A SUPERB-Style Benchmark of Self-Supervised Speech Models for Audio Deepfake Detection
New benchmark reveals XLS-R and WavLM Large outperform rivals, showing resilience to audio degradation.
A team of researchers has published a pivotal new benchmark called Spoof-SUPERB, designed to systematically evaluate self-supervised learning (SSL) models for the critical task of audio deepfake detection. Published on arXiv and accepted at ICASSP, this work fills a significant gap, as audio deepfake detection had remained outside established evaluation frameworks like SUPERB despite its security importance. The benchmark provides a standardized, reproducible method to compare the performance of different SSL architectures—including generative, discriminative, and spectrogram-based models—across multiple in-domain and out-of-domain datasets, establishing much-needed baselines for the field.
The study's key finding is that large-scale discriminative SSL models, specifically XLS-R, UniSpeech-SAT, and WavLM Large, consistently outperformed other approaches. The researchers attribute this superiority to factors like multilingual pretraining, speaker-aware learning objectives, and sheer model scale. Furthermore, the analysis tested model robustness under acoustic degradations (like background noise or compression), revealing a critical weakness: generative models degraded sharply in performance, while discriminative models remained resilient.
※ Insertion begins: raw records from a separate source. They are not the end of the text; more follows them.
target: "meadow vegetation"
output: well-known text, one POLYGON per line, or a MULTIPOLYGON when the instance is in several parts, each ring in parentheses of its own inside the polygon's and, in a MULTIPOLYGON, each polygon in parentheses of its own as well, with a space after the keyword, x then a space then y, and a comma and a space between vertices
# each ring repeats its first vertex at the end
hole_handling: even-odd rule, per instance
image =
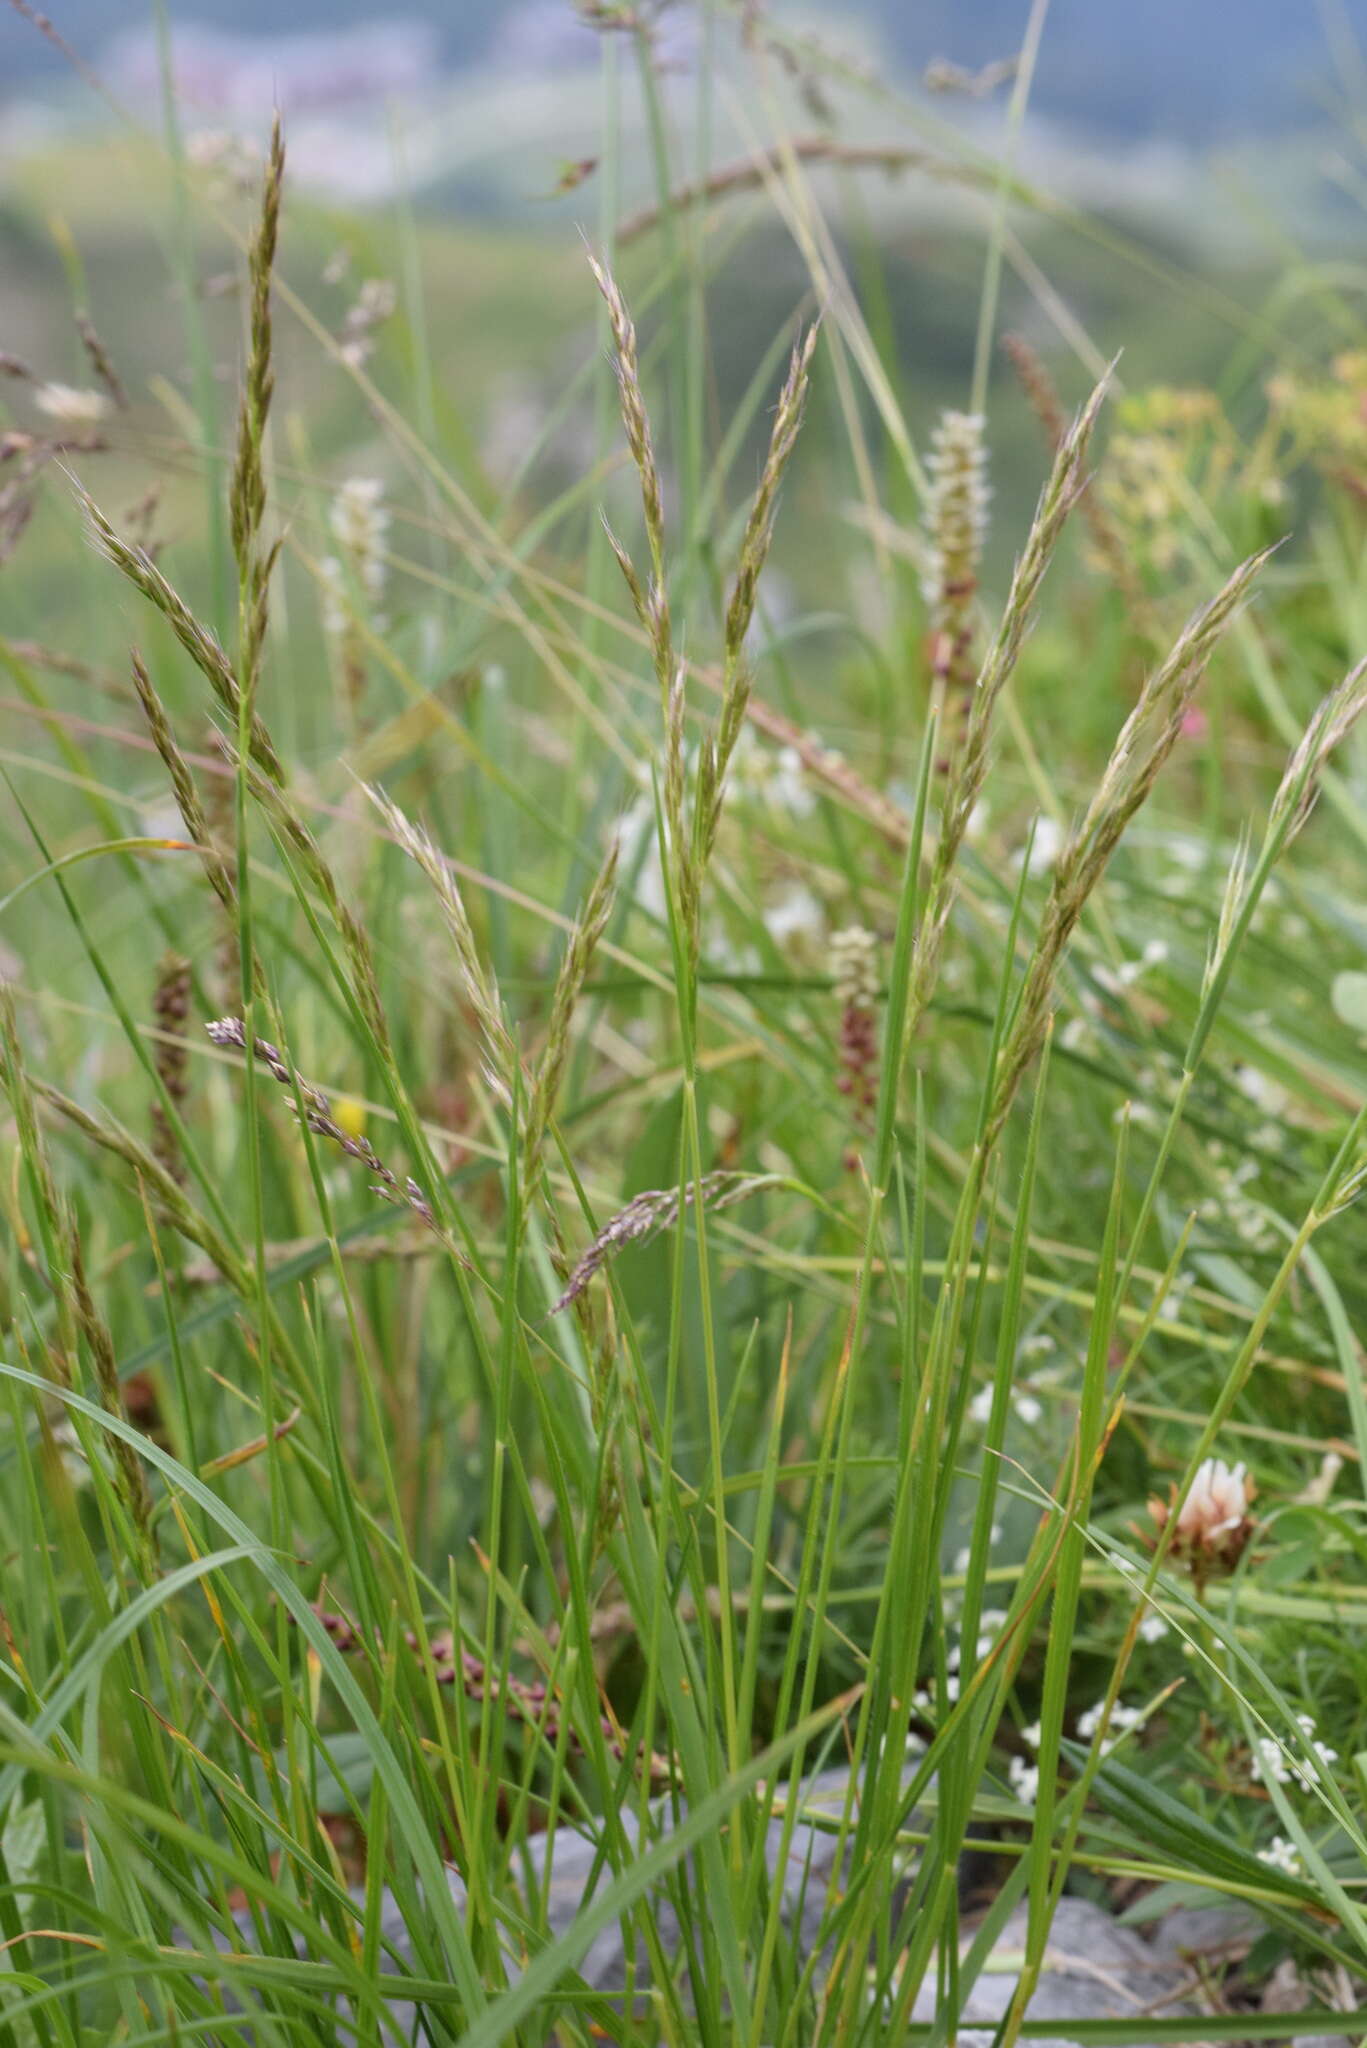
POLYGON ((0 2039, 948 2041, 1026 1902, 1011 2048, 1065 1888, 1367 2032, 1350 287, 1108 369, 1007 163, 918 385, 861 174, 662 114, 627 246, 610 131, 460 243, 583 343, 495 477, 448 231, 287 144, 173 109, 174 345, 68 231, 0 363, 0 2039))

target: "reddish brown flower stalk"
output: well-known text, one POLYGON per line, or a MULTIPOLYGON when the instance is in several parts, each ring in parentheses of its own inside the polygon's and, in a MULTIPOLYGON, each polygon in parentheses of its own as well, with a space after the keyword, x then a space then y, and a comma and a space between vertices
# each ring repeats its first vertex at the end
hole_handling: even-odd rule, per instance
MULTIPOLYGON (((878 1100, 877 950, 877 939, 861 925, 831 934, 831 981, 840 1004, 836 1039, 840 1078, 836 1086, 850 1098, 854 1126, 862 1136, 873 1128, 878 1100)), ((851 1146, 845 1164, 853 1170, 857 1161, 858 1154, 851 1146)))
MULTIPOLYGON (((354 1655, 362 1646, 360 1630, 344 1614, 315 1603, 314 1613, 322 1622, 337 1648, 346 1655, 354 1655)), ((411 1629, 405 1629, 404 1642, 414 1656, 422 1654, 422 1645, 411 1629)), ((449 1633, 433 1636, 430 1644, 432 1673, 438 1685, 454 1685, 457 1677, 468 1699, 493 1699, 502 1702, 506 1697, 510 1710, 526 1721, 531 1727, 540 1728, 548 1743, 554 1745, 561 1728, 560 1702, 551 1697, 543 1680, 528 1681, 509 1675, 501 1679, 491 1675, 488 1666, 481 1663, 469 1650, 457 1653, 454 1638, 449 1633), (506 1693, 505 1693, 506 1688, 506 1693)), ((611 1754, 619 1760, 627 1754, 627 1744, 616 1721, 608 1714, 601 1716, 603 1740, 611 1754)), ((573 1728, 569 1731, 571 1747, 582 1749, 580 1737, 573 1728)), ((650 1775, 656 1782, 672 1779, 673 1765, 668 1757, 651 1753, 650 1775)))

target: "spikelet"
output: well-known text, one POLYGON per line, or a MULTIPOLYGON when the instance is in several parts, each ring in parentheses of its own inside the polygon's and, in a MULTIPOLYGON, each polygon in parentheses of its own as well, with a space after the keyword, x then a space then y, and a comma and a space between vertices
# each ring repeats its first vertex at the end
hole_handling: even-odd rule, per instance
POLYGON ((123 388, 123 380, 114 368, 114 359, 100 339, 94 321, 83 307, 76 314, 76 332, 81 337, 81 347, 90 358, 91 369, 119 411, 127 412, 128 393, 123 388))
MULTIPOLYGON (((224 711, 237 730, 238 704, 241 693, 233 665, 222 647, 209 631, 200 624, 180 593, 163 576, 145 548, 134 547, 125 540, 105 518, 99 506, 89 494, 77 487, 77 500, 85 513, 90 537, 100 553, 113 563, 135 590, 140 590, 147 602, 162 614, 171 631, 179 640, 196 668, 208 682, 224 711)), ((255 711, 249 719, 249 745, 252 759, 269 775, 272 782, 283 782, 285 771, 280 764, 271 742, 270 734, 261 723, 255 711)))
MULTIPOLYGON (((178 953, 168 953, 157 969, 152 1015, 158 1034, 153 1062, 162 1086, 179 1110, 190 1092, 185 1046, 185 1025, 190 1015, 190 963, 178 953)), ((152 1104, 152 1150, 166 1171, 183 1186, 185 1162, 171 1120, 160 1102, 152 1104)))
MULTIPOLYGON (((1054 389, 1053 378, 1024 335, 1004 334, 1002 349, 1010 359, 1031 411, 1044 430, 1051 454, 1057 453, 1063 445, 1068 421, 1054 389)), ((1137 629, 1152 632, 1152 607, 1144 587, 1135 574, 1134 565, 1110 514, 1095 491, 1088 491, 1084 496, 1082 516, 1087 522, 1097 561, 1125 598, 1131 624, 1137 629)))
POLYGON ((646 546, 650 552, 650 582, 642 587, 625 548, 609 530, 608 538, 613 553, 626 579, 637 615, 650 635, 651 650, 655 658, 655 675, 660 686, 660 696, 668 697, 674 680, 674 641, 670 619, 669 597, 665 589, 665 517, 664 492, 660 485, 660 468, 655 459, 655 442, 650 431, 650 415, 641 390, 641 368, 636 349, 636 328, 627 311, 626 301, 617 287, 616 279, 599 263, 592 254, 589 268, 594 281, 603 294, 603 303, 608 309, 608 325, 612 330, 612 367, 617 378, 617 395, 622 411, 622 425, 626 431, 627 446, 636 473, 641 480, 641 513, 645 523, 646 546))
MULTIPOLYGON (((828 955, 831 988, 840 1005, 836 1085, 849 1097, 856 1128, 866 1132, 878 1095, 878 940, 862 925, 848 925, 831 933, 828 955)), ((845 1163, 850 1168, 856 1165, 853 1148, 845 1163)))
POLYGON ((617 841, 614 839, 570 933, 565 957, 556 977, 555 993, 551 997, 546 1050, 532 1082, 523 1132, 523 1177, 527 1195, 534 1190, 540 1174, 541 1142, 554 1112, 569 1060, 570 1023, 575 1004, 588 979, 598 942, 607 928, 616 890, 617 841))
POLYGON ((1365 705, 1367 660, 1350 669, 1325 697, 1286 764, 1269 820, 1274 829, 1284 830, 1286 846, 1304 830, 1315 808, 1329 757, 1352 731, 1365 705))
MULTIPOLYGON (((171 793, 175 797, 181 822, 195 843, 200 865, 209 879, 214 894, 224 909, 231 912, 237 893, 236 885, 210 828, 194 777, 190 773, 189 763, 181 753, 176 736, 171 730, 166 707, 157 695, 152 678, 147 672, 147 665, 136 648, 133 649, 131 659, 133 687, 137 691, 138 702, 142 706, 153 744, 170 778, 171 793)), ((217 781, 217 778, 215 780, 217 781)))
POLYGON ((1182 720, 1220 636, 1271 552, 1264 549, 1240 563, 1223 589, 1188 621, 1166 660, 1150 675, 1111 749, 1106 772, 1081 824, 1054 863, 1039 941, 1002 1049, 988 1122, 989 1149, 1005 1122, 1022 1075, 1043 1042, 1059 963, 1078 919, 1176 745, 1182 720))
MULTIPOLYGON (((1015 671, 1025 636, 1034 623, 1049 564, 1062 537, 1068 514, 1083 488, 1087 451, 1109 379, 1108 371, 1074 420, 1054 458, 1053 469, 1040 495, 1034 522, 1011 578, 1001 623, 983 657, 982 670, 972 693, 968 728, 963 745, 953 759, 952 772, 945 787, 926 906, 912 954, 911 999, 905 1024, 907 1040, 925 1014, 934 993, 954 903, 959 852, 987 778, 997 704, 1015 671)), ((905 1044, 891 1048, 892 1057, 898 1060, 904 1052, 905 1044)))
POLYGON ((475 941, 474 926, 470 913, 465 907, 455 871, 446 857, 432 844, 420 825, 413 824, 405 817, 396 803, 390 801, 382 789, 365 785, 365 793, 384 819, 395 840, 417 862, 435 891, 441 907, 442 917, 456 955, 456 964, 465 984, 470 1006, 479 1020, 484 1039, 484 1074, 490 1088, 500 1102, 512 1100, 513 1074, 517 1067, 517 1047, 504 1021, 503 1003, 493 970, 485 966, 480 958, 475 941))
POLYGON ((942 413, 926 464, 921 588, 930 610, 932 698, 945 707, 946 766, 963 739, 975 675, 973 607, 991 498, 985 427, 981 413, 942 413))
POLYGON ((721 822, 722 799, 725 795, 726 771, 745 724, 745 713, 750 702, 750 668, 745 658, 745 637, 754 617, 760 575, 769 559, 779 486, 792 460, 793 449, 797 445, 798 432, 802 426, 802 415, 806 410, 817 332, 815 326, 808 328, 794 347, 788 364, 788 374, 784 378, 783 389, 779 393, 778 404, 774 410, 774 424, 769 435, 769 452, 765 457, 759 485, 745 522, 740 556, 736 564, 736 579, 726 607, 722 702, 716 734, 716 787, 710 809, 703 813, 702 829, 699 834, 704 860, 716 840, 717 827, 721 822))

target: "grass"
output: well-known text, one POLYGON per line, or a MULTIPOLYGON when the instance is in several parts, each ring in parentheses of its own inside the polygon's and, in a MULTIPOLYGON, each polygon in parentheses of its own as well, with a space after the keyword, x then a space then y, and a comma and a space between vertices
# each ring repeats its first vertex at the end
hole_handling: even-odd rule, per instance
POLYGON ((984 553, 1036 195, 932 442, 770 138, 806 268, 723 406, 658 106, 501 489, 432 243, 344 325, 283 145, 187 172, 231 405, 217 316, 127 408, 10 387, 0 2035, 948 2041, 1024 1902, 1010 2048, 1065 1889, 1263 1930, 1080 2041, 1266 2037, 1284 1959, 1367 2031, 1355 309, 1075 418, 1018 349, 984 553))

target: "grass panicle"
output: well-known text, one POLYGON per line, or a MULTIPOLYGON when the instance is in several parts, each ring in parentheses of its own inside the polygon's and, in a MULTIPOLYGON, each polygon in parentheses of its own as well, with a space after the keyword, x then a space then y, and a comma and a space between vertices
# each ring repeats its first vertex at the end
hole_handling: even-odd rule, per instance
POLYGON ((637 615, 650 637, 655 674, 663 702, 674 680, 674 629, 665 580, 664 490, 660 483, 660 469, 655 455, 650 415, 646 410, 645 396, 641 389, 636 328, 612 273, 598 261, 591 250, 588 261, 594 281, 603 295, 603 303, 607 307, 608 326, 612 333, 612 368, 617 380, 622 425, 626 430, 631 459, 636 465, 636 473, 641 481, 641 514, 645 525, 646 548, 650 555, 650 581, 644 589, 625 548, 610 528, 608 538, 631 593, 637 615))
MULTIPOLYGON (((905 1042, 909 1042, 935 991, 949 915, 954 904, 955 868, 969 820, 982 797, 998 700, 1020 659, 1034 621, 1040 590, 1068 514, 1086 488, 1086 461, 1109 372, 1096 386, 1054 459, 1034 522, 1016 563, 1001 622, 983 660, 964 728, 962 744, 945 778, 939 833, 930 864, 925 906, 910 967, 905 1042)), ((900 1064, 900 1062, 899 1062, 900 1064)))
POLYGON ((168 1172, 150 1146, 110 1116, 97 1116, 73 1096, 52 1082, 31 1078, 33 1093, 40 1102, 98 1145, 113 1158, 132 1169, 135 1181, 147 1190, 159 1216, 189 1243, 198 1245, 238 1293, 251 1294, 253 1284, 248 1267, 218 1227, 191 1201, 176 1175, 168 1172))
POLYGON ((1364 707, 1367 659, 1350 669, 1325 697, 1286 764, 1269 819, 1270 829, 1282 836, 1284 846, 1290 846, 1309 823, 1330 757, 1357 724, 1364 707))
POLYGON ((223 858, 217 835, 210 827, 190 765, 171 729, 166 707, 147 673, 147 664, 136 648, 133 649, 131 662, 133 687, 142 706, 143 716, 147 720, 147 730, 152 735, 153 743, 170 780, 171 794, 175 797, 181 822, 199 851, 200 864, 210 888, 223 908, 231 911, 235 893, 232 871, 223 858))
MULTIPOLYGON (((157 969, 157 984, 152 992, 152 1019, 157 1029, 152 1058, 162 1086, 182 1113, 190 1094, 185 1027, 190 1016, 192 985, 189 961, 179 953, 167 953, 157 969)), ((160 1102, 152 1104, 152 1150, 166 1171, 183 1186, 185 1161, 160 1102)))
POLYGON ((365 920, 342 893, 331 861, 310 831, 299 806, 268 776, 244 765, 247 789, 265 812, 280 845, 298 862, 305 878, 316 891, 336 928, 351 970, 350 990, 365 1018, 377 1050, 384 1058, 391 1054, 389 1021, 380 995, 375 971, 375 951, 365 920))
MULTIPOLYGON (((247 367, 238 410, 237 450, 228 489, 229 533, 239 587, 239 726, 253 730, 254 707, 269 618, 271 574, 280 543, 262 545, 266 517, 266 426, 275 372, 271 364, 271 280, 280 234, 280 201, 285 183, 285 143, 277 112, 261 187, 261 213, 247 253, 250 285, 247 367)), ((239 742, 240 743, 240 742, 239 742)), ((262 763, 264 766, 264 762, 262 763)))
POLYGON ((90 367, 95 372, 96 377, 109 393, 110 398, 119 411, 127 412, 129 398, 128 392, 124 388, 123 379, 115 369, 114 359, 100 339, 95 323, 84 307, 78 307, 76 312, 76 332, 81 337, 81 347, 90 358, 90 367))
POLYGON ((513 1076, 518 1067, 517 1047, 504 1016, 498 983, 481 956, 455 870, 450 861, 437 851, 422 827, 405 817, 383 790, 367 787, 366 795, 384 819, 395 844, 403 848, 432 885, 455 952, 466 998, 479 1024, 484 1045, 485 1079, 496 1100, 511 1103, 513 1076))
MULTIPOLYGON (((239 1017, 217 1017, 205 1026, 205 1030, 221 1050, 247 1050, 247 1033, 239 1017)), ((442 1236, 432 1205, 417 1182, 407 1175, 400 1179, 391 1167, 386 1166, 363 1131, 344 1130, 333 1115, 332 1104, 322 1089, 302 1079, 277 1046, 267 1038, 254 1039, 252 1057, 259 1060, 271 1078, 291 1096, 297 1091, 304 1106, 304 1120, 311 1131, 320 1138, 326 1138, 330 1145, 336 1145, 348 1158, 359 1159, 366 1171, 374 1174, 373 1194, 379 1195, 383 1201, 411 1209, 420 1223, 425 1223, 435 1236, 442 1236)))
POLYGON ((794 346, 788 364, 788 374, 784 378, 783 389, 779 393, 778 404, 774 410, 764 468, 760 472, 759 484, 745 521, 745 531, 741 536, 740 554, 736 563, 735 581, 726 607, 722 641, 722 701, 717 714, 716 769, 711 778, 711 800, 700 821, 699 838, 704 861, 716 843, 726 771, 731 765, 731 756, 735 752, 736 742, 745 724, 745 714, 750 701, 751 670, 746 651, 747 640, 755 614, 759 579, 769 559, 769 549, 773 542, 774 512, 778 504, 779 487, 792 460, 793 450, 797 446, 802 416, 807 406, 812 357, 816 351, 818 332, 819 329, 813 324, 794 346))
POLYGON ((781 1177, 771 1173, 718 1172, 704 1175, 697 1185, 689 1182, 683 1189, 682 1198, 678 1188, 643 1189, 595 1233, 591 1243, 580 1254, 551 1314, 559 1315, 562 1309, 577 1301, 594 1274, 627 1245, 643 1244, 662 1230, 668 1230, 683 1211, 691 1207, 699 1190, 703 1207, 716 1214, 720 1210, 734 1208, 737 1202, 748 1201, 751 1195, 760 1194, 765 1188, 781 1185, 781 1177))
POLYGON ((551 996, 546 1045, 527 1097, 523 1132, 524 1201, 535 1187, 541 1147, 569 1064, 570 1027, 574 1012, 612 915, 617 893, 617 861, 618 843, 614 838, 565 942, 565 955, 551 996))
MULTIPOLYGON (((105 518, 95 500, 88 492, 76 486, 77 497, 85 513, 90 535, 100 553, 104 555, 119 573, 141 591, 147 602, 159 611, 170 626, 200 674, 205 677, 223 710, 228 714, 236 730, 239 711, 239 690, 233 665, 219 645, 217 639, 195 617, 184 599, 168 582, 145 548, 135 547, 123 540, 105 518)), ((270 734, 255 712, 250 720, 250 744, 252 759, 274 783, 283 783, 285 771, 275 751, 270 734)))
MULTIPOLYGON (((1030 410, 1039 421, 1050 453, 1057 454, 1067 437, 1068 415, 1043 358, 1023 334, 1004 334, 1001 345, 1029 401, 1030 410)), ((1124 597, 1131 624, 1151 631, 1149 599, 1135 573, 1134 564, 1125 552, 1124 542, 1096 491, 1084 493, 1082 516, 1087 522, 1096 559, 1124 597)))
POLYGON ((1107 863, 1147 800, 1182 732, 1183 720, 1222 633, 1247 598, 1271 550, 1250 555, 1192 617, 1149 676, 1126 719, 1081 824, 1054 864, 1049 900, 1002 1048, 989 1141, 1000 1131, 1021 1076, 1037 1054, 1059 963, 1107 863))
This benchmark directly equips developers and security teams with data-driven insights to select the most reliable AI representations for securing voice-based systems against the growing threat of convincing synthetic audio.
- Spoof-SUPERB benchmark evaluates 20 self-supervised learning (SSL) models for detecting synthetic audio.
- Large discriminative models XLS-R, UniSpeech-SAT, and WavLM Large topped rankings, benefiting from scale and multilingual training.
- Generative models showed poor robustness to audio degradation, while top discriminative models maintained performance.
Why It Matters
Provides essential, data-backed guidance for building defenses against AI voice scams and securing authentication systems.